Patent claim form and language are highly stylized to emphasize precision and clarity. In this article, we will discuss basic claim form and the meaning of claim language.
The claims must start on a separate page. The claims are placed after the specification, though this is not particular prescribed. That said, most Patent Offices prefers the claims to follow the specification.
Every claim is a single sentence. A claim composed of two or more sentences, such as a claim with more than a single period, is improper. The claim must end with a period, and there is only one period (“.”) in a claim. Also, capital letters are used only at the beginning of the claim and to define standard capitalized forms (such as °C) in the body of the claim.

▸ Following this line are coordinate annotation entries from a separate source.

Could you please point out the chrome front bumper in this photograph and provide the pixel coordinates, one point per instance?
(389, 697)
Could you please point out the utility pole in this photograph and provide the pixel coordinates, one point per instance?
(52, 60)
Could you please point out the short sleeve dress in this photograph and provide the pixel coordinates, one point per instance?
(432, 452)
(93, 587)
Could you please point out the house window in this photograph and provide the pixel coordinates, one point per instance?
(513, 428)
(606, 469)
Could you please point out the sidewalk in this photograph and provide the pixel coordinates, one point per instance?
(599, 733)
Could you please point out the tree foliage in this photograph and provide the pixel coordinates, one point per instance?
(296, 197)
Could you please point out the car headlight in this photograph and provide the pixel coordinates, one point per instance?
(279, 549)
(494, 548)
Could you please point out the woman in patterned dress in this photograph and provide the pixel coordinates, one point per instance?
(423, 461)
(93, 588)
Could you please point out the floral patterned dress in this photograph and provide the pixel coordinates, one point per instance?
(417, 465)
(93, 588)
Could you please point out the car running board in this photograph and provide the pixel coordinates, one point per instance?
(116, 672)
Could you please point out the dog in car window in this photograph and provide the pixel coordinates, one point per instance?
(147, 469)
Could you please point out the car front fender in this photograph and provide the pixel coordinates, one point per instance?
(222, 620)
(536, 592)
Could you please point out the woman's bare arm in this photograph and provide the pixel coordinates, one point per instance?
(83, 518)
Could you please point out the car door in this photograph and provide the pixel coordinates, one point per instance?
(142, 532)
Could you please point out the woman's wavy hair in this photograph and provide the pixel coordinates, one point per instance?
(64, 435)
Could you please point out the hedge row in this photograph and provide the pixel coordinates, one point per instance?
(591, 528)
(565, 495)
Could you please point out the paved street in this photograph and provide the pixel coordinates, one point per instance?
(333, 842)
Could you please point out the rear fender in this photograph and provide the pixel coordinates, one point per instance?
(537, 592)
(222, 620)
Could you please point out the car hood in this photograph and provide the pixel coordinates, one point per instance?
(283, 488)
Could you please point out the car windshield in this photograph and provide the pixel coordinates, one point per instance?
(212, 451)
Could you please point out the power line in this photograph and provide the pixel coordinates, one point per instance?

The claim is generally in the form:
- Preamble: The preamble is a short introductory statement that precedes the body of every claim. The preamble of an independent claim can
- summarize the type of invention,
- identify the relationship between the invention and the prior art,
- describe how the invention operates upon some external article, and
- define the purpose of the invention.
- Transition: Claims that recite a combination of elements require a transitional phrase between the preamble and the body of the claim. The term “transition” or “transitional phrase” is used to denote a word or words that introduce a further recitation of claimed features. Nearly all claims have a transition between the preamble and the remainder of the claim. These transitional phrases denote varying degrees of breadth of the scope of the claim. Some transitions are “open”; others are “closed”; yet others are partially closed.
- Body: The body of a claim is written in the form of a narrative sentence that follows the preamble and the transitional phrases. The body of a claim consists of
- a recitation of the elements of the invention, and
a description of how these elements structurally, physically, or functionally cooperate with each other to make up the invention.